These parameters can be estimated by maximizing the likelihood function using nonlinear optimization algorithms. In the MZIP model, the term \({\beta }_{1}^{MZIP}\) quantifies the intervention effect on the overall mean outcome for the entire population, including those with structural zero values for the count outcome. Therefore, estimates from the MZIP model share the same interpretation as those from the NB model. This commensurate interpretation of the intervention effect from the MZIP and NB models makes it attractive when answering questions about whether and to what extent an intervention is effective across the entire population, especially for analysis of IPD from multiple studies. The feature of drawing inference for the entire population from the MZIP model can also help assess whether an intervention is efficacious because there is a single estimate rather than two separate, compartmentalized estimates for the intervention effect of interest. Since the MZIP model accommodates excessive zeros, it can be used along with the NB model in IPD meta-analyses where excessive zeros are present in some studies (see Fig. 1 for heterogeneous outcome distributions) while maintaining the equivalent interpretation of intervention effects across heterogeneous distributions.

Fig. 1
figure 1

Frequency distributions with theoretical distributions for number of drinks in a typical week.
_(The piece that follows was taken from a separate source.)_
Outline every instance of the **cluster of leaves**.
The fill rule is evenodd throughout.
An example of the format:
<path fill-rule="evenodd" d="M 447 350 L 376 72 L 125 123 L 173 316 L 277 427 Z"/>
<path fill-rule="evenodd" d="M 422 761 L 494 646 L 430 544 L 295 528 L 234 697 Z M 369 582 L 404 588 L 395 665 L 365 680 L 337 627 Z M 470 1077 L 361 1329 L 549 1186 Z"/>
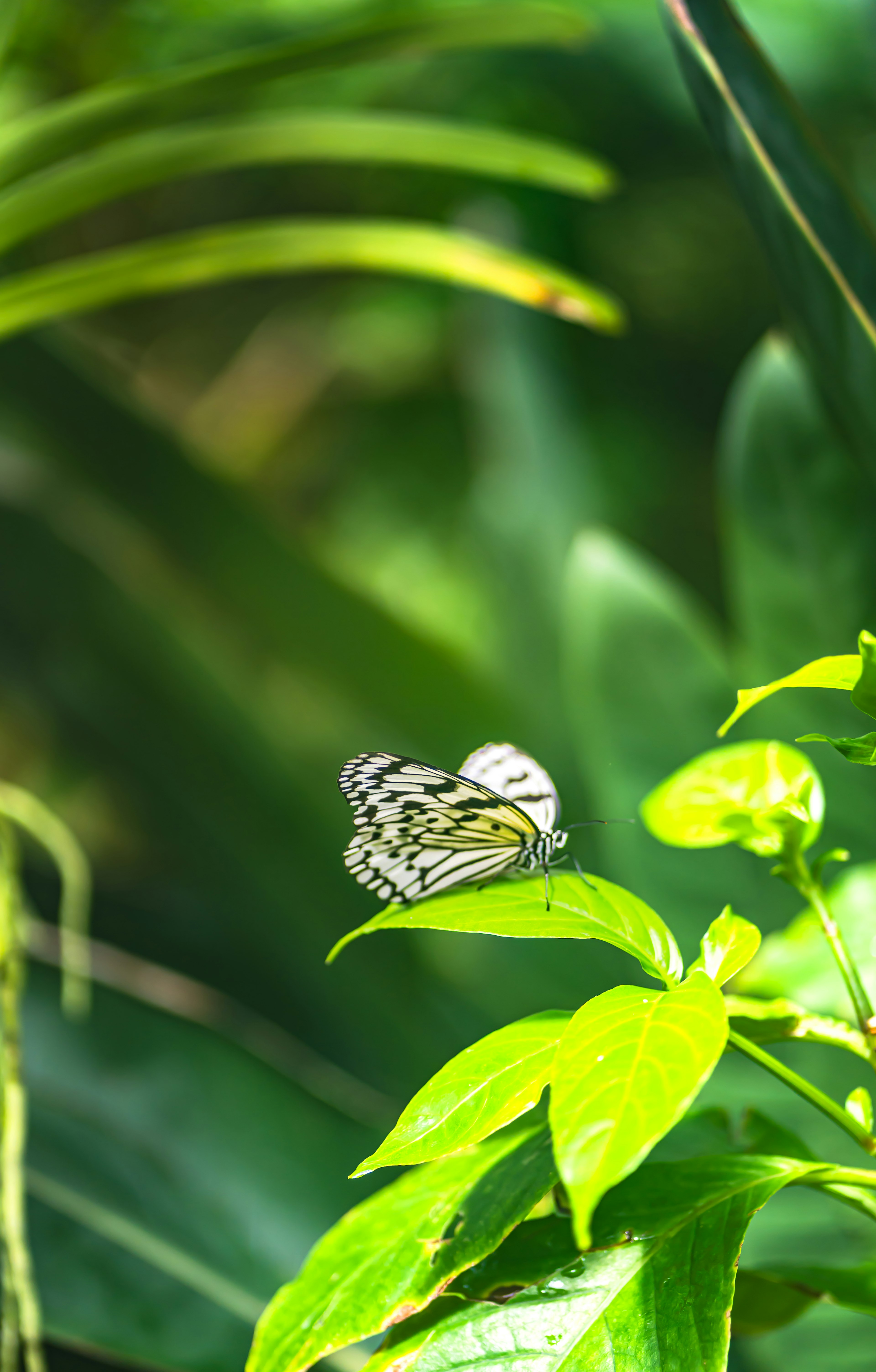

Note. Y-axis = Frequency. Outcome distributions at 1–3 months post intervention by study with two predicted probabilities from marginalized zero-inflated Poisson (MZIP) and negative binomial (NB) models. Descriptive statistics are shown in Table 2. MZIP models accommodate excess zeros and peaks of nonzero distributions in most studies. NB models underestimate zeros in many studies (e.g., studies 7.1, 7.2, 9, 19) and miss nonzero peaks in most studies. Study 12 had no zero value. Therefore, study 12 was fitted only with the negative binomial model

Brief Alcohol Interventions

Since the first launch of the Brief Alcohol Screening and Intervention for College Students (BASICS) in 1990, BAIs focus on personalized feedback provided in the nonjudgmental and supportive style of motivational interviewing (MI; Miller & Rollnick, 1991) have proliferated (Larimer et al., 2021). The initial BASICS programming has been adapted and modified for different populations and settings. While the modifications may be necessary developments to attend to local constraints, their impact on intervention effectiveness and, consequently, its public health impact is unclear (see Larimer et al., 2021 for greater detail). A methodological challenge lies at the heart of this issue. To evaluate and optimize BAIs, it is critical to have a credible overall effect size estimate as a benchmark. Estimating such an effect size benchmark has been challenging because alcohol outcomes often represent responses from a mixture of individuals within the same trial: those at high risk for alcohol misuse, occasional nondrinkers, and abstainers. Moreover, some intervention studies exclusively focus on heavy drinkers or abstainers, whereas others take a universal prevention approach. Such study-level differences give rise to different outcome distributions, which are analyzed differently and sometimes less optimally by original investigators in primary studies.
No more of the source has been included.